Sylvester is at first taken aback at the sight of Tweety flying safely, piloting the jet-powered cage like an airplane. Two crows also watch in awe ("And all this time, I've been doing it the hard way," one crow remarks). Sylvester resolves to ground Tweety's cage and get his meal; his eyes rolling around to follow his every move.

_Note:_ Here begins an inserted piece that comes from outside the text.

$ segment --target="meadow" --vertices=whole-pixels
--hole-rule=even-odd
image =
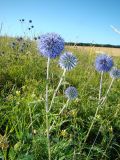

Each of the following attempts is in vain:
- An attempt to snare the cage with a butterfly catcher's net. The jet-powered cage is strong enough to drag the butterfly net, along with the cat hanging to it, until he crashes into a light pole.
- After Tweety comes in for flying instructions ("I forgot what to do in case of fog!"), Sylvester sneaks inside the cage. Tweety eventually senses he's in trouble and releases the "bombs" into a river mid-air, just before Sylvester is about to strike.
- Sylvester then builds a "NIKE rocket" designed to intercept the flying object of interest. The rocket flies back at the cat, who ducks into a nearby barrel. However, the rocket flies into the barrel just before Sylvester hammers the lid shut from inside. Upon realizing the rocket is also in the barrel, a panicked Sylvester manages to remove the nails, but the second he attempts to step out of the barrel, the rocket explodes.
- A horseshoe-shaped magnet tied to a fishing rod. While the cage momentarily struggles against the magnet's pull (and the puddy tries to reel in his meal), Tweety manages to get the cage to break free. Sylvester is dragged into downtown traffic and crashes into a bus.
- Sylvester then uses a pair of ping-pong paddles as makeshift wings to fly beside Tweety. Sylvester gloats, mocking the bird for thinking he outsmarted him, but Tweety points out that Sylvester has his hands full. The cat tosses the paddles aside and shoots back, "Well, now I haven't!" ...just before he realizes he's in for a big fall.

At the end, Sylvester—limping on crutches and heavily bandaged—decides to join the U.S. Air Force, vowing to earn his wings and get Tweety once and for all (Sylvester was reading the sign: "Earn your wings at the U.S.A.F. Hmm that’s what I’ll do. And when I do, watch out, bird!”).

Throughout the cartoon, the sound effects for the jet cage's engines are more appropriate to a propeller-driven aircraft, and so is the terminology Tweety uses when he reads aloud from the pilot's manual.